…Üçüncü kitap olan “Hakk’ın Sesleri”nde ise teessürle tahlil müthiş ıztırap ve isyan hâlini almış bulunuyor.
Bu büyük san’at eserinde Kur’ân’a sarılmış ulvî heyecanların tesiriyle yer yer kendimizden geçiyoruz. Bütün insanlığın sefâlet çehresine tüküren vecd, yalvarış hâlini alarak Allah’ına çevriliyor.
“Hakk’ın Sesleri”nde âyetlere sarılan ıztırapla büyük san’at başlayacaktır.
Bu kitapta Türk-İslâm rûhu parçalanmaz bir bütün hâlinde birleştirilmiştir.
Bu kitap, Orta Asya’dan ayrılan millî rûhumuzu bütünüyle Kur’an’dan çıkaran, Turancı çorak rüyâdan uyanan Türklük şuûrunu, yaşanmış bir târih içerisinde Kur’ân’ın rûhundan fışkırtan milliyetçiliğimizin, romantik ifâdesine bürünmüş beyannâmesidir.
Daha evvel insanlıktan milliyete götürücü yolu bulan san’atkâr, bu sefer cemiyetten kendi rûhunun derinlerine götürecek sırrı aramış ve bunu Kur’ân’ın ifâdesinde bulmuştur.
Artık san’atın ölçüsü mîmârî değildir. Fâtih’le Süleymâniye’nin muhteşem mîmârisinden rûhundaki melodiye geçebilmiştir.
Bu eserde isyan hâlinde bir melodi var. Lâkin bu, Dede Efendi’nin mûsıkîsi değildir. Belki Beethowen’in isyânından sesler geliyor. Bu seste Yavuz Sultan Selim’in şiddeti, Mevlânâ’nın mestliğine gömülmüştür.
Bu ne hicran-ı müebbed, bu ne hüsrân-ı mübîn…
Ezilir rûh-u semâ, parçalanır kalb-i zemîn!
Acılarla, ıztıraplarla bunalan ruh, sanki mîrâcının eşiğinde, ilâhî kapıyı zorlamaktadır:
Yetmez mi müsab olduğumuz bunca devâhi?
Ağzım kurusun… Yok musun ey adl-i ilâhî!
(….)
“Âsım”, Âkif’in san’atında bir merhaledir. Onda birinci devrenin idealizmi yeni bir dâvâyı doğruluyor. San’atkâr devrini kurtaracak olan ideal genci sahneye çıkarıyor. Âsım’ın şâhâne heykelini yapıyor.

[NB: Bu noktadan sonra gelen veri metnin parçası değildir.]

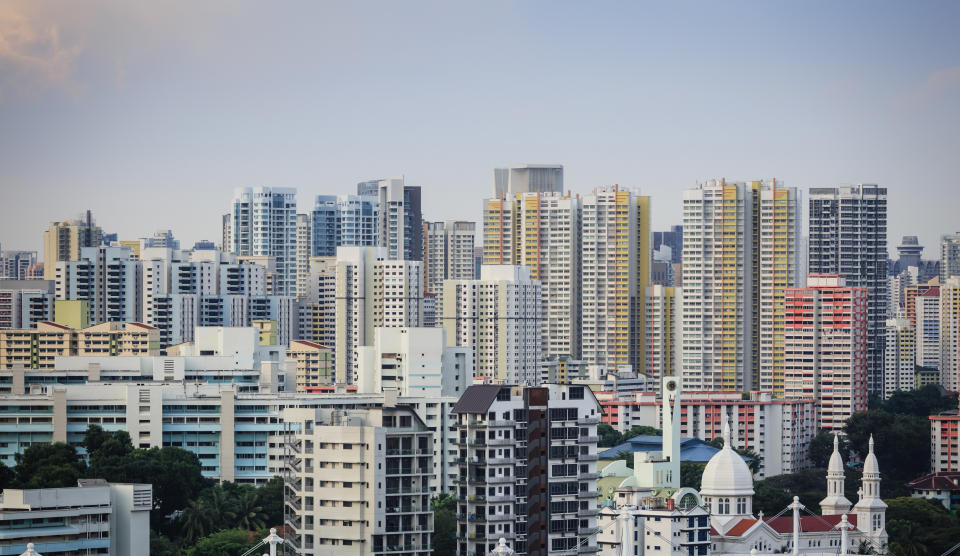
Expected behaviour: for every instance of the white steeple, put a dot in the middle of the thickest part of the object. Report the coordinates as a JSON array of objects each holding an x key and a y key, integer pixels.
[
  {"x": 870, "y": 509},
  {"x": 835, "y": 503}
]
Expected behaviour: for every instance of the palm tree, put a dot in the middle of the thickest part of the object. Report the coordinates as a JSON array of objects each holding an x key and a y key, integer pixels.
[
  {"x": 248, "y": 513},
  {"x": 196, "y": 520}
]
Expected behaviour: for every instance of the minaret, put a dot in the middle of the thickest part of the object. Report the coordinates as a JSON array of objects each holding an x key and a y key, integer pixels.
[
  {"x": 670, "y": 422},
  {"x": 870, "y": 509},
  {"x": 835, "y": 503}
]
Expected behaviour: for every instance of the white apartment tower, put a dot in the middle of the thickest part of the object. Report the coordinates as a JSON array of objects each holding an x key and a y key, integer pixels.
[
  {"x": 950, "y": 334},
  {"x": 927, "y": 327},
  {"x": 304, "y": 250},
  {"x": 616, "y": 270},
  {"x": 264, "y": 223},
  {"x": 372, "y": 291},
  {"x": 500, "y": 317},
  {"x": 447, "y": 255},
  {"x": 542, "y": 231},
  {"x": 740, "y": 254},
  {"x": 899, "y": 357},
  {"x": 662, "y": 331},
  {"x": 848, "y": 236},
  {"x": 949, "y": 256},
  {"x": 400, "y": 229}
]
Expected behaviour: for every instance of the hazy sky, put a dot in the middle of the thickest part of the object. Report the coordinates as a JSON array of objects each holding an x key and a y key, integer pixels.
[{"x": 150, "y": 113}]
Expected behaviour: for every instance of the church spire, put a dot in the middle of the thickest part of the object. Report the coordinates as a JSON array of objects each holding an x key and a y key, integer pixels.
[
  {"x": 870, "y": 509},
  {"x": 836, "y": 502}
]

Hakîkatte bu hayâl ettiği kendi gençliğidir. Esâsen Âsım, şâirin bulunduğu yaşın olgunluğu ile birleştirip yaptığı kendi gençlik heykelidir.
San’atkâr, Âsım’daki şahsiyet olduğu halde kendi dışında bir Âsım arıyor, Âsım’lar arıyor.
Acaba kendisinden sonra hayatta Âsım’lar gözüktü mü? Îtiraf edelim ki Âsım rûhunun mîrâsına sâhip bir gençlik yetiştiremedik. Âsım’ın nesli başladığı yerde son buldu.
Cemiyetimizde ilim ve irfan eliyle inkılâp yapacak olan Âsım’ın yerinde hep siyâset ve muvaffakıyet nîmetleri kovalayan, dünya varlığına minnetli, kuvvet karşısında zebûn yaşayan çelimsiz irâdeli, birbirlerine güvenemeyen bir gençlik görüyoruz.
Âsım’da görülen, üzerinde durulmaya değer hâdise, bu kitapta Âkif’in san’at için san’at yapma dâvâsının yer almış olmasıdır.
Bu eserde Âkif nazımla oynar, şiirin şakrak terennümlerinden zevk alır. Aşk kendisine yeten san’atın dünyâsında dolaşır gibidir. Hayattan kaçan san’atkâr,san’atına sığınacak zannedilir.
Sanki hayâtı bırakarak san’atı sevmiştir. Başından sonuna kadar nazım tekniğinde mahâret ve hüner vesîkası olan bu eser, Âkif’in “Gülistân”ı veya “Mesnevî”sidir. Çanakkale destânı, şiir san’atında aşılmaz zirve olmuş, insan ideali, Sâdî ile Mevlânâ’dan sonra bir defa daha san’at ve hikmetin kalemi ile âbideleştirilmiştir.
Bu kitapta en bayağı realizm, en cesur idealizm ile kucaklaşıyor.
En kaba tasvir sahneleri, en ulvî hayâllerle baş başa durmaktadır. Mahâretli bir nazım mîmârîsinin üstünde yer yer hayâl saltanatları yükseltilmiştir. Târihte Çanakkale hârikasını yaratmış olan Âsım’ın neslinden bugün bize kalan nedir?
Bu, mukaddesâtına, mâzîsine meftun bir avuç gençliktir. Bu çocuklar, kapkara taassupla kıpkızıl îmansızlığın arasında çırpınıyorlar.
Bir gün mutlaka muzaffer olacaklardır.
Onlar, Haçlılardan dışta ve içte zulüm görmüş babalarının intikamını kurtarış yoluyla alacaklardır.
Onlar, kahbe Timur’un karşısında kahpelikle terk edilen kahraman cedleri Yıldırım’ın yanında son âna kadar dövüşen mücâhitlerin torunlarıdır.
Onlar, İstanbul surları önünde şehitlik müjdesi bekleyen gâzîlerin çocuklarıdır. Şimdi onlar, Çanakkale kıyılarında cedlerinin kılıcıyla kazınmış şahâdet kelimesinin mânâsını ruhlara sindirmek için açılacak cihâdı bekliyorlar.
(*)Nurettin TOPÇU, Mehmet Âkif-Hareket Yayınları/Birinci Baskı,Sayfa:83-İst.